I disagree with Pastor Bixby's first reason for success. While I would certainly subscribe to his definition of “calvinish” since I am a little uncomfortable trying to fit myself into the full mold of calvinism. However, I think that he falls into the trap of presentism here. The fact is that the furtherance of the gospel in the last 400 years has never been completely owned by either arminians or calvinists. I would further posit that the greatest gains where seen when good men from both leanings came together for the sake of the gospel. Think of the Wesley/Whitfield revival and also of the early fundamentalism to illustrate this point.
My second point of contention is the characterisation of BJU as arminian. The founder was a Methodist and so he was certainly arminian in his leanings yet he was also not afraid to preach about the truth of a sovereign God and His grace. It is hard to swallow this too since Ian Paisley (indisputably a full Five-Pointer if there ever was one!) has been a close friend and frequent guest of four generations of Jones presidents. The only calvinists that got in trouble in my 30 years of recollection where some people who were manifestly and unabashedly hyper-calvinist.
One of the problems with institutionalism is that pastors have run out to suck up to institutional officers. I remember a case (that I do not think is unique) where a pastor brought a dispute to Bob Jones III. In the same vein why would someone hold a conference and invite Stephen Jones to preach on how to pastor? Dr. Jones is certainly well trained and a gifted preacher but perhaps not the most qualified to speak to men in the trenches of pulpit ministry. But this has gone on for years and happens in evangelicalism too. I think that a man like Dr. Jones can certainly encourage pastors in their ministry and I am sure he has ever put himself forth as an expert in pastoring any more than Kevin Bauder or other such administrators would. There is still the danger of a shift to a different kind of institution: the conference. Conferences are a wonderful way for men in ministry to be ministered too and encouraged. At the same time there is a risk of being swept along with every wind that blows through these conferences. I was listening to the Whetstone Conference recently at Pastor Bixby's advice and thought that Dr. Minnick did a great job in saying that there were men who had good things to say but do not have the same sensibilities that we have in fundamentalism. I think that is a great balance point. But the same is true with each movement not every fundamentalist is all right. We need to listen to all men who are concerned to give the whole council of God and weigh everything they say with Berean nobility.

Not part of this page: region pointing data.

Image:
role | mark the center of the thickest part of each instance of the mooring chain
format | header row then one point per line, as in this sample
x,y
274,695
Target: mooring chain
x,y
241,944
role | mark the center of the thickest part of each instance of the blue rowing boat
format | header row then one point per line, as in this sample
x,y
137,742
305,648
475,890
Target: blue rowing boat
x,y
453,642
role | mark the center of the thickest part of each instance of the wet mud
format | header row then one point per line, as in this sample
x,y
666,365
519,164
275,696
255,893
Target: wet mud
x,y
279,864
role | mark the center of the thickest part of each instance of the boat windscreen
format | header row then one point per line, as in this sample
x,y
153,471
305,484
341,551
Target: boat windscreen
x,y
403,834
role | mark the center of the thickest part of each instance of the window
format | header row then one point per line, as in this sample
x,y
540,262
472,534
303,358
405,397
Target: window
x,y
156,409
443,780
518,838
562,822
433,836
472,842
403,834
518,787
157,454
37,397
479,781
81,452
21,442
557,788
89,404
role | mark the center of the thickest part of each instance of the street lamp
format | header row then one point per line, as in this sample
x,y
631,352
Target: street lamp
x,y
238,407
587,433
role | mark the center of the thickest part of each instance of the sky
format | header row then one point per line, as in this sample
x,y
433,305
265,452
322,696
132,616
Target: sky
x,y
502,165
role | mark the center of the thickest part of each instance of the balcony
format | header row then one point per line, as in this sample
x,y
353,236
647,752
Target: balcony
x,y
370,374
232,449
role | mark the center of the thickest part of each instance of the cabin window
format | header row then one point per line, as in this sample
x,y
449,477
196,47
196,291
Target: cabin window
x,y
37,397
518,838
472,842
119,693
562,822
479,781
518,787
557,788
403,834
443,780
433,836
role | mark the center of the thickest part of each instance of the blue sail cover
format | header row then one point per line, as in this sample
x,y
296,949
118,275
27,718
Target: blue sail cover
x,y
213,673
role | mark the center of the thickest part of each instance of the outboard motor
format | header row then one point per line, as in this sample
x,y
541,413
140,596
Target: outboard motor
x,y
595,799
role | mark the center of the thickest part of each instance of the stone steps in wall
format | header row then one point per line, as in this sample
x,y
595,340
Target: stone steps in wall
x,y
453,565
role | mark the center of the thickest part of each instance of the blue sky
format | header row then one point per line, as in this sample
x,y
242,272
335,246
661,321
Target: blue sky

Pastor Bixby has done a good job of summarizing the current situatution in what I think of as broader evangelicalism. He has made a prediction that good men in the middle will come together to stand for the gospel and fight for the fundamentals. He posits that this is the historic position of both these great movements. And, he points us to the fact that God is building a kingdom that cannot fail to succeed! All Glory to Him who reigns on High!